NOTES FROM THE RECENT LECTURE BY DAVID TROXEL, MPH

May 10, 2013, L&M Hospital, New London, Ct.

 

·         Currently, there are over 5 million persons – and their families – living with this disease. One in three families are touched by it.  This incidence is on track to quadruple in the next few decades. 

·         The costs involved in caring for these patients exceeds those for Cancer and Heart Disease.

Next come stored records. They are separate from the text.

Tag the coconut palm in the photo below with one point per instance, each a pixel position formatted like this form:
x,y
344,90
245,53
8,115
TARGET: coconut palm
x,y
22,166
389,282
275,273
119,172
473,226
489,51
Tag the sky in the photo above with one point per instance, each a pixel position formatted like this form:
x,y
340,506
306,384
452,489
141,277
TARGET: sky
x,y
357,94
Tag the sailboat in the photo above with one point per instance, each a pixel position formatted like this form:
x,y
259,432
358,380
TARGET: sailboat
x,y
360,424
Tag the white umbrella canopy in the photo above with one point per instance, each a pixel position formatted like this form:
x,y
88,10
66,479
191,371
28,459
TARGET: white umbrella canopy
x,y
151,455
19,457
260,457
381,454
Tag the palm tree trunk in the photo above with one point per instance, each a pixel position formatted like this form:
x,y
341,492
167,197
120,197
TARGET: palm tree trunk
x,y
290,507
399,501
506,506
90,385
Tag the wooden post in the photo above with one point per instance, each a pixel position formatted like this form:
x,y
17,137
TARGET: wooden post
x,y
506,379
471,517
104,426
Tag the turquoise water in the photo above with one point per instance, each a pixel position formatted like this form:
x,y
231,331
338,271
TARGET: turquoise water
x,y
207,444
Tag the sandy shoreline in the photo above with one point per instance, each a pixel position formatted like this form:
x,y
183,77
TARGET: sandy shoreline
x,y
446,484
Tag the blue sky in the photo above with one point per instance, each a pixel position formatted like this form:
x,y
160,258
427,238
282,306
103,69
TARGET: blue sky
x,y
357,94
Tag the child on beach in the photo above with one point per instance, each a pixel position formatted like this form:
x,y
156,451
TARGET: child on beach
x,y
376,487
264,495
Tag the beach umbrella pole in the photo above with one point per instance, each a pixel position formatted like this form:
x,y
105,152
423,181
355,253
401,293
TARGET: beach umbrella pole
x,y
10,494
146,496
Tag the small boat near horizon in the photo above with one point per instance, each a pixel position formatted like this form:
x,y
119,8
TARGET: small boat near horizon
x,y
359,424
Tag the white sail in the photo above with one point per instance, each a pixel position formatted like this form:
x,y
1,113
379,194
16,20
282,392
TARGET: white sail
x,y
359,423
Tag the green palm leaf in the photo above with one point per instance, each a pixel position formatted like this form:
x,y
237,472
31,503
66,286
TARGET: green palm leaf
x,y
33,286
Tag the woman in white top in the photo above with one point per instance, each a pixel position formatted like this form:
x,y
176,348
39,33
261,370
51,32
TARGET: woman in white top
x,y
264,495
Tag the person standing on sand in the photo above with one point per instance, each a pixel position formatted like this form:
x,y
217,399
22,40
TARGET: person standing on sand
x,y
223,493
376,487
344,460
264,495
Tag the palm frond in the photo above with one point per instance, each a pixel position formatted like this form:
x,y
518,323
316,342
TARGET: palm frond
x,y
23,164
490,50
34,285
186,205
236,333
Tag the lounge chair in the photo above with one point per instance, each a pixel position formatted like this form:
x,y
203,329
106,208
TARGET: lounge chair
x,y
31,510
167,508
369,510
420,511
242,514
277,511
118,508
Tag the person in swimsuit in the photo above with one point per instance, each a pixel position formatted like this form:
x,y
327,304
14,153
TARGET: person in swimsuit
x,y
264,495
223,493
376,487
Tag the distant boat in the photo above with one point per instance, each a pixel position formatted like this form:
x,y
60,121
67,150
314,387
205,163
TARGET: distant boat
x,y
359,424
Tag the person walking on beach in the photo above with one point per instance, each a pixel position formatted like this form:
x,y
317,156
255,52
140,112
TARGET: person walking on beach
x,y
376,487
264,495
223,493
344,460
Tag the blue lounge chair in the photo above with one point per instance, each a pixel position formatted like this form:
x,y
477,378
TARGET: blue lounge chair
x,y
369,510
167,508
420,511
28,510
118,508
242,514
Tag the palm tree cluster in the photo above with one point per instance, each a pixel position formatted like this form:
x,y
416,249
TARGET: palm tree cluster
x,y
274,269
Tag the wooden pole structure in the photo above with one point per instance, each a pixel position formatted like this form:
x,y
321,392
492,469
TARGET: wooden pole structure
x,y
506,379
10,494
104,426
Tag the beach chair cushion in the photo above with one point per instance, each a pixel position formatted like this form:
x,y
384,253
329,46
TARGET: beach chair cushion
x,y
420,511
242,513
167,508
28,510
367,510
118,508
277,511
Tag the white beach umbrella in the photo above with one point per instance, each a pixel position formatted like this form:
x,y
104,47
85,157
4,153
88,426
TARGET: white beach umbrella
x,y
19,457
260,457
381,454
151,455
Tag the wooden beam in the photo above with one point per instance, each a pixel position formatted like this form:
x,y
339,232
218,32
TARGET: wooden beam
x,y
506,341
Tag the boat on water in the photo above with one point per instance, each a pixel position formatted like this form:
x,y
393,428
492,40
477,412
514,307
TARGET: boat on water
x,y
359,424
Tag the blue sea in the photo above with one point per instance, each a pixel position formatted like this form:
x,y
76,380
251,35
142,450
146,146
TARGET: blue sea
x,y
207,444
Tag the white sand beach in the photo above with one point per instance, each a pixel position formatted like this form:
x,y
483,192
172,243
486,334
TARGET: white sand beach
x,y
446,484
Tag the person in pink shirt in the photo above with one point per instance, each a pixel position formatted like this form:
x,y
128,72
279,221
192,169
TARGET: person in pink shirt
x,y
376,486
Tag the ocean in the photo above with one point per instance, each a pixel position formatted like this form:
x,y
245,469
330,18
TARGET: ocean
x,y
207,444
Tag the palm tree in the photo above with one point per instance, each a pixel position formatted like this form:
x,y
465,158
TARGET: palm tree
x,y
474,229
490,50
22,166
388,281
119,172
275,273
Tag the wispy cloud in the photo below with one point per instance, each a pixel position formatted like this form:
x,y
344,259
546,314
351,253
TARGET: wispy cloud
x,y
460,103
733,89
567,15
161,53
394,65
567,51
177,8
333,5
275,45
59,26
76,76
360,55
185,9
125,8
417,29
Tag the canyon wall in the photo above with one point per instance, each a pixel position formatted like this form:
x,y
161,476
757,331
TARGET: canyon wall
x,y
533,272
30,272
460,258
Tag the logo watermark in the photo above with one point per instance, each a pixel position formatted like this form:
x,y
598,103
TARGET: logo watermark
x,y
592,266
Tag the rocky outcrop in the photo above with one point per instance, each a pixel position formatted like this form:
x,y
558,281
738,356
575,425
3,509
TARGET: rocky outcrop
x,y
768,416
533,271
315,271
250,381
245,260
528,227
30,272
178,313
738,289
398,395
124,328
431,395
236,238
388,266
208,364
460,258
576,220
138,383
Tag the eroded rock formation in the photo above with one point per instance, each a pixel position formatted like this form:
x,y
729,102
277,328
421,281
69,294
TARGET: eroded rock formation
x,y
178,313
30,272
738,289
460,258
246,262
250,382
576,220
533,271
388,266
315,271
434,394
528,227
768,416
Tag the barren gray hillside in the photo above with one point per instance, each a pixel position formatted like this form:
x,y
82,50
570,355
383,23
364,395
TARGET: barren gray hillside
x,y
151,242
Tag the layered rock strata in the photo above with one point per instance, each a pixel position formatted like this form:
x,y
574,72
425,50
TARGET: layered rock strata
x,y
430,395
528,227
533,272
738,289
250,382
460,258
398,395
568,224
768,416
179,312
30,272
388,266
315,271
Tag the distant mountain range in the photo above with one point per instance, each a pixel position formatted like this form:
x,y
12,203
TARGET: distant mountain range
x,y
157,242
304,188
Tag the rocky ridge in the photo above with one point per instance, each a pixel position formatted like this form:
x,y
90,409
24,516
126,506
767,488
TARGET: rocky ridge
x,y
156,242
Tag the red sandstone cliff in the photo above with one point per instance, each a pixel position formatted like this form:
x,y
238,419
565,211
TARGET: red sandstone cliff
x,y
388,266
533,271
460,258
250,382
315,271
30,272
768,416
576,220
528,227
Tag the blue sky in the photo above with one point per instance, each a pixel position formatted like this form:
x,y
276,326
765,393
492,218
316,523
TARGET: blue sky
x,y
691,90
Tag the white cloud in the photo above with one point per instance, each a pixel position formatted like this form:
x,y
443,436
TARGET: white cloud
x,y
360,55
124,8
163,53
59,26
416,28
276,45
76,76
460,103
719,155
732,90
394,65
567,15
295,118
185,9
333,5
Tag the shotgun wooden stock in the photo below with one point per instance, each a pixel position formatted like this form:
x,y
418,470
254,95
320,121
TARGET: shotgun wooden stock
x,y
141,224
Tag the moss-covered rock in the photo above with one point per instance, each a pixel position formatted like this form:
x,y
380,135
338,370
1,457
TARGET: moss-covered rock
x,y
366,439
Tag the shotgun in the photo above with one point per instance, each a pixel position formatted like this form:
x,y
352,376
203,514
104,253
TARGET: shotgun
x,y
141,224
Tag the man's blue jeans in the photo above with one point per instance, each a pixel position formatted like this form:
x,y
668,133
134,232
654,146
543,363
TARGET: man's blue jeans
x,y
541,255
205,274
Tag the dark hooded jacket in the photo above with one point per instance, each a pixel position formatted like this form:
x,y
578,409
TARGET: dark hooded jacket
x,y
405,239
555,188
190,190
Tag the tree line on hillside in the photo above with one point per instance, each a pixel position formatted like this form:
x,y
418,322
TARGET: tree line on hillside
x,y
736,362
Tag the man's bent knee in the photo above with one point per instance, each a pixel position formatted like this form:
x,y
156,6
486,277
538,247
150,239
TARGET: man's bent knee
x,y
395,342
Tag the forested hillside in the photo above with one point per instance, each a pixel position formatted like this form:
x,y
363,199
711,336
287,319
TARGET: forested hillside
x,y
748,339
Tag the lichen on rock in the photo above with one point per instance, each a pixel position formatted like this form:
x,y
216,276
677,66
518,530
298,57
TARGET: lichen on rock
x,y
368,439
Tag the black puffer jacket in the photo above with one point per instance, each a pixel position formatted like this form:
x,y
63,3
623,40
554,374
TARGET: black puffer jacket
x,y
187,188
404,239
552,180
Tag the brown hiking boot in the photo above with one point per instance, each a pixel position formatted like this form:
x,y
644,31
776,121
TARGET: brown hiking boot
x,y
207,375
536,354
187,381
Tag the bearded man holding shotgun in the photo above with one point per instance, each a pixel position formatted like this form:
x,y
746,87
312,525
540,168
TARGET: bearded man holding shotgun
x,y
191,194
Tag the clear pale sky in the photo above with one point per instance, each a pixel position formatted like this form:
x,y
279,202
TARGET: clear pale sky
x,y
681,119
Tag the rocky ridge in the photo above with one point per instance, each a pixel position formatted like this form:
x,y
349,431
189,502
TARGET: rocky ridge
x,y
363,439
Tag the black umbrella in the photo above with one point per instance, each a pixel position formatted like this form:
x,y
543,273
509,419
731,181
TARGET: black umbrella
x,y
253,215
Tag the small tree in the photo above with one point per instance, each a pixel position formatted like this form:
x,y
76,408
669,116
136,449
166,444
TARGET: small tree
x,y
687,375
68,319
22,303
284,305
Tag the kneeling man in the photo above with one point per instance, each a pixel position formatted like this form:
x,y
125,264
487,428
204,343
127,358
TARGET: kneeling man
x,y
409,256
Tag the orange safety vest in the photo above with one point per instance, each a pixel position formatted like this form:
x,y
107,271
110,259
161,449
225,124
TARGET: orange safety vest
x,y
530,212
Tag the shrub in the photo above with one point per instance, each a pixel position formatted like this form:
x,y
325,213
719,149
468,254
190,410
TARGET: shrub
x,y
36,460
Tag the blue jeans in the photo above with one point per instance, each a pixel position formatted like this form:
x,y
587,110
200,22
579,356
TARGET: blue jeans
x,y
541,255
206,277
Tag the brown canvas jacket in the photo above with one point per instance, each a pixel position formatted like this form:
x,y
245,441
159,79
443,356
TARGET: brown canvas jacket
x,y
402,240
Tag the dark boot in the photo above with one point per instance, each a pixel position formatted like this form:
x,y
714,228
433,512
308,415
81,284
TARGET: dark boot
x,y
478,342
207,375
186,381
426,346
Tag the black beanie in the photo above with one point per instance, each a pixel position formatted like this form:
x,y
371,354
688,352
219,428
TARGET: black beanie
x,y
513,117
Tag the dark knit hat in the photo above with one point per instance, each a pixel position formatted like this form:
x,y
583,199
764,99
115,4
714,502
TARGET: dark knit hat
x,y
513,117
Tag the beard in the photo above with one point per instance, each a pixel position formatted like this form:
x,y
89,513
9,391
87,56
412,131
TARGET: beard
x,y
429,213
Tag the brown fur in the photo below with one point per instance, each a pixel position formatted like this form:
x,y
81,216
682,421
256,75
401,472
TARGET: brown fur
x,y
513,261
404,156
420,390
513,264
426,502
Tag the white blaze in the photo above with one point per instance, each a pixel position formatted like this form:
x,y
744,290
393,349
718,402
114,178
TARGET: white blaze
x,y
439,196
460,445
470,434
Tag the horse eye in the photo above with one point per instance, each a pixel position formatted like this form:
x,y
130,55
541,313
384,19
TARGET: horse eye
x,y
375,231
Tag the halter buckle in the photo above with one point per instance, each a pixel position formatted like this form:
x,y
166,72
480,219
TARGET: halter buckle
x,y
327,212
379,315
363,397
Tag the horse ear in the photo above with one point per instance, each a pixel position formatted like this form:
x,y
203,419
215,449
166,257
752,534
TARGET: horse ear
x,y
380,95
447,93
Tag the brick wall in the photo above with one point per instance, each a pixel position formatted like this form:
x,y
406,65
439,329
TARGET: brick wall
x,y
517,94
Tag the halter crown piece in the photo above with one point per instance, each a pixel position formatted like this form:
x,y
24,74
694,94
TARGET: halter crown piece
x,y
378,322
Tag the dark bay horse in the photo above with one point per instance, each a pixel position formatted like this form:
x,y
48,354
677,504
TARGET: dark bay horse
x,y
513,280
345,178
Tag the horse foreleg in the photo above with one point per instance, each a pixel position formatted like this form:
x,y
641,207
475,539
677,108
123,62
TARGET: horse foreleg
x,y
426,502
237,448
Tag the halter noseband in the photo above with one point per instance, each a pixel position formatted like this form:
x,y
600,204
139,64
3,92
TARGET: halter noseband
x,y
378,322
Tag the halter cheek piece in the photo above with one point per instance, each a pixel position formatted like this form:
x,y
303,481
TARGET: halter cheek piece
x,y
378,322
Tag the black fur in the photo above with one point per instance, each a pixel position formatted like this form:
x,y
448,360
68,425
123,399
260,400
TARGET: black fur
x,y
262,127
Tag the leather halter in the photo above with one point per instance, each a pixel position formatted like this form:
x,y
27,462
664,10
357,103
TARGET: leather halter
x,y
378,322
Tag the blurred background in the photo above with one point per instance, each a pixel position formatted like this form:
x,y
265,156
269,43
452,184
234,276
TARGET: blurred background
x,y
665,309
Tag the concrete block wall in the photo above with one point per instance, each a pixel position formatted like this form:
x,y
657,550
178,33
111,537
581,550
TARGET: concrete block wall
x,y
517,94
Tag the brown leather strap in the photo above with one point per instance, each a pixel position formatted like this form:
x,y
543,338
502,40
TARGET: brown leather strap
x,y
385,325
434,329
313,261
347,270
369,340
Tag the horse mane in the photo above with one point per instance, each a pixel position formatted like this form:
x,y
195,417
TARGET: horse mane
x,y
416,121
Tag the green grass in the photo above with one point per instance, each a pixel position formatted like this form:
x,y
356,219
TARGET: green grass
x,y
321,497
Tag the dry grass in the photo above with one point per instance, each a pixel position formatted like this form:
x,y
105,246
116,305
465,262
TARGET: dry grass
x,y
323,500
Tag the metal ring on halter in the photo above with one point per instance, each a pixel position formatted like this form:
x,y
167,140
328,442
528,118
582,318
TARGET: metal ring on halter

·         Dr. Alzheimer in 1901 had a 51 year old patient, Auguste Detca, whose self-description was “ I have lost myself”.  At autopsy, Dr. Alzheimer found “plaques and tangles” in her brain.

·         The condition is age-related.  That did not much matter in 1900, when the life expectancy  was 47 years.  Now that is over 80 years.

·         The best diagnostic test is the PET scan, wherein glucose uptake measures brain activity.  The finding here: “a damaged brain”, particularly in the Hippocampus.

·         The hallmark symptom / sign is a progressive decrease in short-term memory.  Other signs include reduced reasoning and judgment, confusion, reduced speaking and writing ability, withdrawal, and changes in mood and personality.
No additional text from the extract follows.